CS 57300: Data Mining

Assignment 2: Predictive Modeling

Due 11:59pmEDT Monday, 14 February 2022

Note: You need to have a campus IP address (e.g., using VPN) or authenticate using Boilerkey to get some parts of the assignment.

Please turn in a PDF through Gradescope. You'll need to access Gradescope through Brightspace the first time (to register you for the course in Gradescope.) Gradescope is pretty self-explanatory, ITaP provides these instructions. Make sure that you mark the start/end of each question in Gradescope. Assignments will be graded based on what you mark as the start/end of each question. Please typeset your answers (LaTex/Word/OpenOffice/etc.)

1. Classification Metrics

Suppose you have a movie dataset with 1000 entries. Your job is to build a classifier that predicts whether a movie is worth watching or not, i.e., binary classification. However, the dataset has 958 yes and 42 no entries.

Can you spot any issue here? Explain.
For the purpose of classification, it becomes important to have a yardstick to compare your implementation against something. Define a baseline for the purpose of evaluation.
Is accuracy a good metric in this case? If not, suggest an alternative better suiting the scenario.
Can you suggest a remedy to the issue you noticed in 1?

2. Categorization / Multi-Class Classifiers

Consider the same dataset as in Question 1, but now your job is to classify the movies into 5 categories (Definitely yes, yes, not sure, avoid, definitely avoid). Devise a plan to classify each instance, given that you have a method that can learn a good binary classifier. (You should treat this as a black-box method - you know it learns a good binary classifier, but know nothing of how it works.)

3. Multiple Predictions

Consider the situation in Question 2. Now you wish to also classify if the movie would be a success at the box office or not. I.e., now you have to predict 2 labels, one binary, and one with multiple cateogires. Describe how would you go about that. Would you expect the performance be better compared to the case when just a single prediction is to be made?

4. Linear Regression

Chapter 11 from PDM is a good resource

Consider these two Simple Linear Regression equations:

Y = β₀ + β₁X + ε
Ŷ = b₀ + b₁X

Identify the explanatory and response variable.
What is the difference between the two equations?
What are residuals (e_i)? What kind of a distribution do they follow? Justify.
Derive the formula for b₀ and b₁. Use SSE (Sum of Squared Errors) as your cost function J.
Here is the SLR model Y=400+307.5(X) modelling Accumulated Savings (Y) and Time (X). Do you notice anything wrong here? What happens when X=0? Comment.

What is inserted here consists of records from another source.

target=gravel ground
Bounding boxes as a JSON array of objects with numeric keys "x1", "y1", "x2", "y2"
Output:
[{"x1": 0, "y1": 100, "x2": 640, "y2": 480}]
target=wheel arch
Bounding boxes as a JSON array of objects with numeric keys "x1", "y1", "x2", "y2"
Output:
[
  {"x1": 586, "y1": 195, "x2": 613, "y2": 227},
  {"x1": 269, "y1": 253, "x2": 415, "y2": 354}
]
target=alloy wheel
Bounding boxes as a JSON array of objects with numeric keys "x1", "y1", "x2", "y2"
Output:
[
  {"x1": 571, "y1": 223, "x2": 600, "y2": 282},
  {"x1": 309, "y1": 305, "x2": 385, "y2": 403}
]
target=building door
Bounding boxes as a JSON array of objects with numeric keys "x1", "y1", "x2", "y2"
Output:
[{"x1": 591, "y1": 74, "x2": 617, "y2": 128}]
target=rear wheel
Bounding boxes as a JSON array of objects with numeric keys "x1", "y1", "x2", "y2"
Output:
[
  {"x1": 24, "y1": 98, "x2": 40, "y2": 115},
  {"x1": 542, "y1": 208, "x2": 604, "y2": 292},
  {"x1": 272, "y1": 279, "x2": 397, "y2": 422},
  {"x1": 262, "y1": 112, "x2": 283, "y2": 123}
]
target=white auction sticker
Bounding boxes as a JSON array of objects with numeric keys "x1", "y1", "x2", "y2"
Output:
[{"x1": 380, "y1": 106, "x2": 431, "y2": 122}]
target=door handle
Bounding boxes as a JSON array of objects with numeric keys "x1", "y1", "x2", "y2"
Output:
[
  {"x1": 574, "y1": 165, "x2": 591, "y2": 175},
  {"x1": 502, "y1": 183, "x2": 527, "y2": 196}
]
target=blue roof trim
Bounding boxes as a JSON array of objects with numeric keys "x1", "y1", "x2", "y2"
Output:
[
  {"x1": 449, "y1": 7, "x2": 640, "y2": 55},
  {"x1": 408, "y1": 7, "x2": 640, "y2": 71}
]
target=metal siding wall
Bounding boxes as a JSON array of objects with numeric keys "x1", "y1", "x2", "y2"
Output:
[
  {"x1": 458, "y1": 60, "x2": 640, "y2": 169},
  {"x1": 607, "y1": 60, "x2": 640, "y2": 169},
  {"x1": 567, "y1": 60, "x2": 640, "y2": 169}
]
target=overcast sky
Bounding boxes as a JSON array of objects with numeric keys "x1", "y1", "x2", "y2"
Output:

5. Lab: Naive Bayes and k-Nearest Neighbors Classifier

In this programming assignment, you are given a dataset of Wine Quality (adapted from the UCI Machine Learning Repository, but use the one we provide), and your task is to build classifiers using wine attributes to help predict the quality score of a wine. You will implement Naive Bayes classification (NBC) models and k-Nearest Neighbors classifiers to make such predictions. You can use your preferred programming language (e.g., Python, R, etc.) to answer the questions. Note that you can also use relevant packages to build classifiers and provide predictions (e.g., pandas, numpy, scipy, sklearn, naivebayes). However, your code should be your original – DO NOT use any publicly available code not contained in standard libraries. In addition, we will not provide separate testing data to you. You are asked to design your own tests to ensure that your code runs correctly and meets the specifications below.

Data Preprocessing.
1. The given csv file includes 13 columns, including the column ‘quality’, which is the quality score of the wine. Determine unnecessary columns for predicting ‘quality’ from the given data, if any, and remove those columns. In the report, describe the columns you choose to/not to remove.
2. The given csv file includes instances that are not useful to train the classifiers. Remove instances if there are any None/NaN values. In the report, describe the number of instances you removed from the data, and the reasons you removed instances (other than missing values.) If you feel that removing instances with missing values is the wrong approach, please explain why and what you would do (but for the results you turn in, base it on data without mising values.)
3. Some values in the file are corrupted and we want to remove those instances as well. For the wine attributes, 'fixed acidity', 'volatile acidity', 'citric acid', 'residual sugar', 'chlorides', 'free sulfur dioxide', 'total sulfur dioxide', 'density', 'pH', 'sulphates', 'alcohol', the value should be non-negative. For ‘pH’ values, specifically, it should also be less than 14. Identify instances with corrupted values and remove them from the data. In the report, describe the number of instances you removed from the data. If you see anything interesting about the corrupted values, describe it.
4. As a final step, we want to remove outliers from the data. We consider the instances with their ‘pH’ values greater than 4.4, and values less than 2.6 as outliers. In the report, describe the number of instances you removed from the data.
Training-Test Split
Write a function to split the given data to a training set and test set. The function takes two parameters, one is the fraction of the training set and the other is the input data. For instance, when you put 0.8 as a fraction, the function takes 80% of the sample as a training set, and the rest as a test set, and the function returns the splitted datasets. Set your random seed as 22, to ensure the reproducibility. You don’t need to have a separate development set in this assignment. Note that we don’t allow sampling the same row more than once.
Naive Bayes Classifier
Implement a Naive Bayes Classifier. Observe the class values and determine which distribution of P(x_i|y) makes sense to you. Train a Naive Bayes Classifier with the training set, and evaluate the accuracy on the test set. Try four different fractions, 0.3, 0.5, 0.7, 0.9, and compare the accuracy on the test set. In the report:
1. Describe which distribution you used for the likelihood.
2. Report the test set accuracies w.r.t. different fractions.
3. Describe your observation on the accuracies. What is the advantage / disadvantage of using more training data?
k-NN Classifier
Implement a k-Nearest Neighbors Classifier. Train a k-NN Classifier with the training set fraction as 0.7. Try different k values, 2, 4, 6, and compare the accuracy on the test set. In the report:
1. Report the test set accuracies w.r.t. different k values.
2. Describe your observation on the accuracies. What is the advantage / disadvantage of using different k values?
Discussion
Observe the classifier results and give some thought to the training environment (e.g. features, hyperparameters, pre-processing, data distribution, etc.). What would you change to improve the results while using the same classifiers? Describe at least one method and report the results.